A/B Testing Framework Guide
Build confidence in your recommendation improvements with Corgi's comprehensive A/B testing framework. This guide covers everything from creating experiments to analyzing results with statistical rigor.
What is A/B Testing?
A/B testing (also called split testing) allows you to scientifically compare different recommendation algorithms by showing different variants to different users and measuring which performs better.

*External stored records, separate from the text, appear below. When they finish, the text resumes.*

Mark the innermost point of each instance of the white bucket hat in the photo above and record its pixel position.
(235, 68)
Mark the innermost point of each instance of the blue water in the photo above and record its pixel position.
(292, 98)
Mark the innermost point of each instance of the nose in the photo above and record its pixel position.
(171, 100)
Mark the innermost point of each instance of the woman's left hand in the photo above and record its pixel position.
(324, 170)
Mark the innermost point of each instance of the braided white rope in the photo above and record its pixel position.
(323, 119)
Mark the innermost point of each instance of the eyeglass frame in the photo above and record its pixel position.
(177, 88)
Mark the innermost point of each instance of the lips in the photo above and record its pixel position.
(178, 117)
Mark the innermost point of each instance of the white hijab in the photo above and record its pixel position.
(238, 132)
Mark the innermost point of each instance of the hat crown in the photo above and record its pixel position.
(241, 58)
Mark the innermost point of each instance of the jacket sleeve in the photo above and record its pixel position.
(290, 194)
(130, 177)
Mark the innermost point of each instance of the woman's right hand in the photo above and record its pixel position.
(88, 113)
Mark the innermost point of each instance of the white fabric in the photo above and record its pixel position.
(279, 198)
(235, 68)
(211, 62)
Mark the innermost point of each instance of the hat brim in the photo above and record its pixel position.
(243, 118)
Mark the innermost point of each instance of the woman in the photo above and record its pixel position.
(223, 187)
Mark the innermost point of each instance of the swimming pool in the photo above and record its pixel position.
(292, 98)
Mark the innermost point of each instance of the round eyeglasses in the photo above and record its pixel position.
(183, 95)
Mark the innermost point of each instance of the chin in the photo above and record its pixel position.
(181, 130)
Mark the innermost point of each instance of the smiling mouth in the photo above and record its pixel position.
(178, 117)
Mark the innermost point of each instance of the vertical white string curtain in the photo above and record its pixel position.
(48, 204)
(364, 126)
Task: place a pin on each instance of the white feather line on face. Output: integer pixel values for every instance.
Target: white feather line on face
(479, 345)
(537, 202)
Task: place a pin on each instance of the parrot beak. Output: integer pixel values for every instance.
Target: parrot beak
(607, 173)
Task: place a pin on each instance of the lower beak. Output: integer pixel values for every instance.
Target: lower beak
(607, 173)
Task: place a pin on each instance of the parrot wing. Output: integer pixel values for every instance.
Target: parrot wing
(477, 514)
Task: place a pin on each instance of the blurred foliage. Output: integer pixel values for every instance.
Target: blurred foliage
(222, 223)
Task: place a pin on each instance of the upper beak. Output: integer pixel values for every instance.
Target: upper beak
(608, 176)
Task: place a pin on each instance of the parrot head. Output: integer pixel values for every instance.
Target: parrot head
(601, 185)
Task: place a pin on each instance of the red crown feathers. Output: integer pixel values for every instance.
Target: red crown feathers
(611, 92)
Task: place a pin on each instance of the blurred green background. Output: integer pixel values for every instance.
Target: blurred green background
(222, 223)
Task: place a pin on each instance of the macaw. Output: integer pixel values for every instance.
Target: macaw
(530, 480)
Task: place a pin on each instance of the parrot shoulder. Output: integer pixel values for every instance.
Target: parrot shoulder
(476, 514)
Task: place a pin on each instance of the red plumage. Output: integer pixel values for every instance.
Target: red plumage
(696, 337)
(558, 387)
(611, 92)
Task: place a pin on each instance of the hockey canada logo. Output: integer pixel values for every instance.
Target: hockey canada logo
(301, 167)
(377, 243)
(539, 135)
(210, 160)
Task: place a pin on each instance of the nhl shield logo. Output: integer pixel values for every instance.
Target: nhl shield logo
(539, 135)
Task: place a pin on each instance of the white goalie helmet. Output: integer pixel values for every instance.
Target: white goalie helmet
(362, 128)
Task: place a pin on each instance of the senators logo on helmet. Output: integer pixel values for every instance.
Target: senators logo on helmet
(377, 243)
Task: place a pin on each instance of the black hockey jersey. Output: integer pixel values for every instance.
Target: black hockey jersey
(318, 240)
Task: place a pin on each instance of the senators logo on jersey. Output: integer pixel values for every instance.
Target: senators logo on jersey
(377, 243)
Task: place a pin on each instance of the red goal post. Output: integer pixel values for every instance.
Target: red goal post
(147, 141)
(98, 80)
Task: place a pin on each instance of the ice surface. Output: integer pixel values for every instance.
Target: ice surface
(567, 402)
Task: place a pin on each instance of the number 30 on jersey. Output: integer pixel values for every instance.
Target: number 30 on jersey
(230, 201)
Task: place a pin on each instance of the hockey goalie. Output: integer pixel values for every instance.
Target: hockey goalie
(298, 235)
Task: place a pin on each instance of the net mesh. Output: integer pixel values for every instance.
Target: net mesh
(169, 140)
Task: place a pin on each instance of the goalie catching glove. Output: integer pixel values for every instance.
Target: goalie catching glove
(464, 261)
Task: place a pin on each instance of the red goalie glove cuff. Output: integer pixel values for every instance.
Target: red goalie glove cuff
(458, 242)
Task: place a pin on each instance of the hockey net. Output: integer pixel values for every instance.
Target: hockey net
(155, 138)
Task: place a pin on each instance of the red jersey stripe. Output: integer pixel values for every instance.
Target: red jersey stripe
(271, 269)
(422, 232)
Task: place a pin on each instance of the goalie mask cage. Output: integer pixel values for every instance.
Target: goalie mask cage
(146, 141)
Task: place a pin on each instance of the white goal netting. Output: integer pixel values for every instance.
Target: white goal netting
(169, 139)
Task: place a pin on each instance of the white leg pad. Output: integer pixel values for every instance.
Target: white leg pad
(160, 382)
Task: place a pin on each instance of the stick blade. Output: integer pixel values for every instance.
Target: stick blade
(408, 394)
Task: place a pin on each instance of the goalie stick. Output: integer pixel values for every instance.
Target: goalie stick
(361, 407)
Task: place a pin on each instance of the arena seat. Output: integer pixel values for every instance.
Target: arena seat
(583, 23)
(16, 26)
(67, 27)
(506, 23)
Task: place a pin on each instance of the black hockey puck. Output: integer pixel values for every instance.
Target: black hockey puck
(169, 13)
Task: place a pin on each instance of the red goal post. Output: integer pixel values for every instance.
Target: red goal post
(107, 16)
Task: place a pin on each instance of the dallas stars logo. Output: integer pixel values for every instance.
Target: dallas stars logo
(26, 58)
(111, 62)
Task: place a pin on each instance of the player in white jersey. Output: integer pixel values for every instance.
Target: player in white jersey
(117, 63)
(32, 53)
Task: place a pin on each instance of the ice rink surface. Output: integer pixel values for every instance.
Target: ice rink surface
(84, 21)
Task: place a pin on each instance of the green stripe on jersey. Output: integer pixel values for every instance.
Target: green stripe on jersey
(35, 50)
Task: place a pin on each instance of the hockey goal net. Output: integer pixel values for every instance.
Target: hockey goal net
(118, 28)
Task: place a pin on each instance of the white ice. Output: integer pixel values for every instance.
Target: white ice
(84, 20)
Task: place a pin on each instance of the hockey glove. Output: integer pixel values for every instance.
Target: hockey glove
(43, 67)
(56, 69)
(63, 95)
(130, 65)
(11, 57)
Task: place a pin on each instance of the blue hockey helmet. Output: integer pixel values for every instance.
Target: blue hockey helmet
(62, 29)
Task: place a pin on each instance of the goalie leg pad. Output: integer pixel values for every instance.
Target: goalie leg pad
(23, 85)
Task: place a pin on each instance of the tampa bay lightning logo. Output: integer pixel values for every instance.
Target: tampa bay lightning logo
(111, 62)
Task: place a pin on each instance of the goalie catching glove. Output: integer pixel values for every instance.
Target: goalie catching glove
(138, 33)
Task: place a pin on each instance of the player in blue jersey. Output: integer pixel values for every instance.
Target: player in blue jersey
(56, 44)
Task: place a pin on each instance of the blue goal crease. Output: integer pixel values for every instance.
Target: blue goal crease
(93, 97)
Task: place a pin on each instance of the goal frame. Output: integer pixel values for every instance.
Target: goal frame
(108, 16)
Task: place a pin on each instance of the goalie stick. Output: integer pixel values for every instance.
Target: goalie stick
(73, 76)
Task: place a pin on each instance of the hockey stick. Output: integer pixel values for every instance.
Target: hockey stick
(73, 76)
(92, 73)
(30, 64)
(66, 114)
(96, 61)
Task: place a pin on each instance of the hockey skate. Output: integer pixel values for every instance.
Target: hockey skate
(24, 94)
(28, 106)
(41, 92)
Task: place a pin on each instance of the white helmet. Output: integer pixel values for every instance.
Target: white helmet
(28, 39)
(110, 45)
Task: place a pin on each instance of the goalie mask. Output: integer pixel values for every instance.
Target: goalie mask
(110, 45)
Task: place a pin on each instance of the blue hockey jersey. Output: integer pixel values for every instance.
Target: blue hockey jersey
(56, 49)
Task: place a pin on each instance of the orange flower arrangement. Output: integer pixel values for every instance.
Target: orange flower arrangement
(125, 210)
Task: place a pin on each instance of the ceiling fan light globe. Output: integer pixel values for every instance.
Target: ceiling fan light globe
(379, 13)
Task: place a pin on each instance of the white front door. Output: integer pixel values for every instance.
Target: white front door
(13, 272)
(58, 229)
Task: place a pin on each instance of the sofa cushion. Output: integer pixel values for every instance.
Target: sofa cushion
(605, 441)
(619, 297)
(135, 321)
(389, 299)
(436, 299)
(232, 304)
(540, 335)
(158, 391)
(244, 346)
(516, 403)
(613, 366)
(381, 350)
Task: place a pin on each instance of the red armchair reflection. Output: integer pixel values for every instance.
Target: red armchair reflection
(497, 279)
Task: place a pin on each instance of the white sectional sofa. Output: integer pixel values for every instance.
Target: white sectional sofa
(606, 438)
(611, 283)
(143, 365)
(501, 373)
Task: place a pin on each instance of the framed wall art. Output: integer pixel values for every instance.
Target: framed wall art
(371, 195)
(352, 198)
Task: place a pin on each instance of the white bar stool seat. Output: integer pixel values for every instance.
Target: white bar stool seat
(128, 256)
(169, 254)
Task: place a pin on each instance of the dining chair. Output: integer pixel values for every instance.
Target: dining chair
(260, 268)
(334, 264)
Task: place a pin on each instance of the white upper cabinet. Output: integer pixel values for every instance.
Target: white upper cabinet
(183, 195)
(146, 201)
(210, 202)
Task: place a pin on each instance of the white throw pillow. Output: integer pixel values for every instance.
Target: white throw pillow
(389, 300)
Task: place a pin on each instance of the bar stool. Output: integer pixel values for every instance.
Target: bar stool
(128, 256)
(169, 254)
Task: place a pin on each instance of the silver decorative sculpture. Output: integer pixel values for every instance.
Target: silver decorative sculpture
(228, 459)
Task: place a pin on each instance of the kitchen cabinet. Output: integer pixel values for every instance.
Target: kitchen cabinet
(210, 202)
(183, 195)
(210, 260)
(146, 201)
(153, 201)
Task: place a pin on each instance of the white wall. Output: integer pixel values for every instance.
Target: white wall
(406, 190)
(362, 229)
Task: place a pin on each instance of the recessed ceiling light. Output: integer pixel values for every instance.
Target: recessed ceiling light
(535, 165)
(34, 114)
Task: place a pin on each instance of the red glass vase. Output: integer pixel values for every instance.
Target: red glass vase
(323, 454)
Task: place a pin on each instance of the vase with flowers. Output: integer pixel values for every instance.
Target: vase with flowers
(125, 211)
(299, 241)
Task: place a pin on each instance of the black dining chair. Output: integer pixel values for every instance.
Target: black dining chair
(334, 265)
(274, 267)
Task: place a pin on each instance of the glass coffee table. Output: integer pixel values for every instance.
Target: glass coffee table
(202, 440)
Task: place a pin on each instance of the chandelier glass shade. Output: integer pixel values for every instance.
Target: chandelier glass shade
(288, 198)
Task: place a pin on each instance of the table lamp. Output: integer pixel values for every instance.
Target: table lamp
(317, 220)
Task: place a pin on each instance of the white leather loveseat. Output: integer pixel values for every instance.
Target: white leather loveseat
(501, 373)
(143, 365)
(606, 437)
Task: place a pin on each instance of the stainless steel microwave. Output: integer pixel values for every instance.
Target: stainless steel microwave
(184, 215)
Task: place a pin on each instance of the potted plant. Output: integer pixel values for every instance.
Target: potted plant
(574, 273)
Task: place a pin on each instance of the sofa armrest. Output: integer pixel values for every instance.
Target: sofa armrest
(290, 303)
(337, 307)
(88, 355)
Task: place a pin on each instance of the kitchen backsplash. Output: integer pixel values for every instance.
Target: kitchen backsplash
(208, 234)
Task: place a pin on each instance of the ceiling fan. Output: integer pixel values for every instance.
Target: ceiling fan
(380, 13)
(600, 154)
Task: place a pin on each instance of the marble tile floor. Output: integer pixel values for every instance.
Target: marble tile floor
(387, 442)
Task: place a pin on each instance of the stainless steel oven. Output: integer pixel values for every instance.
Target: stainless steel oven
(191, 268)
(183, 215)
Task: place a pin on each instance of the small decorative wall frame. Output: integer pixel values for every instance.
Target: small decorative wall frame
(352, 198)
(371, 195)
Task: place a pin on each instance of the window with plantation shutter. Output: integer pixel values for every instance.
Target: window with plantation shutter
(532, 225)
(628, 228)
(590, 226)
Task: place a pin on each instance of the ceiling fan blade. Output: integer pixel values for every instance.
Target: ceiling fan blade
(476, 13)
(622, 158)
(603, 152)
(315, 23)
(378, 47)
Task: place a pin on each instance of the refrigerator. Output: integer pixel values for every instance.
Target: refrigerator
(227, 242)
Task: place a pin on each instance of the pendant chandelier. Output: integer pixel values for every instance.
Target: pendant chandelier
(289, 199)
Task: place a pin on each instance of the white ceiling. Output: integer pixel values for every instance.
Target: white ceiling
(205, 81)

Corgi's A/B testing framework provides:
- Deterministic User Assignment: Users always see the same variant for consistent experience
- Statistical Analysis: Built-in significance testing with confidence intervals
- Performance Monitoring: Real-time tracking with automatic poor performer blocking
- Traffic Management: Sophisticated allocation from 1% canary tests to 50/50 splits
- Multiple Experiment Types: Algorithm weights, semantic similarity, and custom model variants
A/B Testing Lifecycle
%%{init: {'theme': 'base'}}%%
graph TD
A[Create Experiment] --> B[Define Variants]
B --> C[Configure Traffic]
C --> D[Start Experiment]
D --> E[User Assignment]
E --> F[Performance Tracking]
F --> G[Statistical Analysis]
G --> H[Results & Decision]
H --> I[Winner Deployment]
subgraph "Creation Phase"
A
B
C
end
subgraph "Execution Phase"
D
E
F
end
subgraph "Analysis Phase"
G
H
I
end
classDef creation fill:#1E293B,stroke:#475569,color:#E2E8F0
classDef execution fill:#059669,stroke:#047857,color:#ffffff
classDef analysis fill:#7C2D12,stroke:#92400E,color:#FED7AA
class A,B,C creation
class D,E,F execution
class G,H,I analysis
Step 1: Create an Experiment
Method 1: Dashboard Interface (Recommended)
- Access the A/B Testing Dashboard
- Navigate to
/dashboardin your Corgi instance - Click the "A/B Testing" tab
-
Click "Create New Experiment"
-
Define Your Experiment
Name: "Semantic Weight Optimization" Description: "Testing semantic similarity weights: 10%, 15%, 20%" -
Configure Variants
- Control: Current algorithm (semantic weight: 0%)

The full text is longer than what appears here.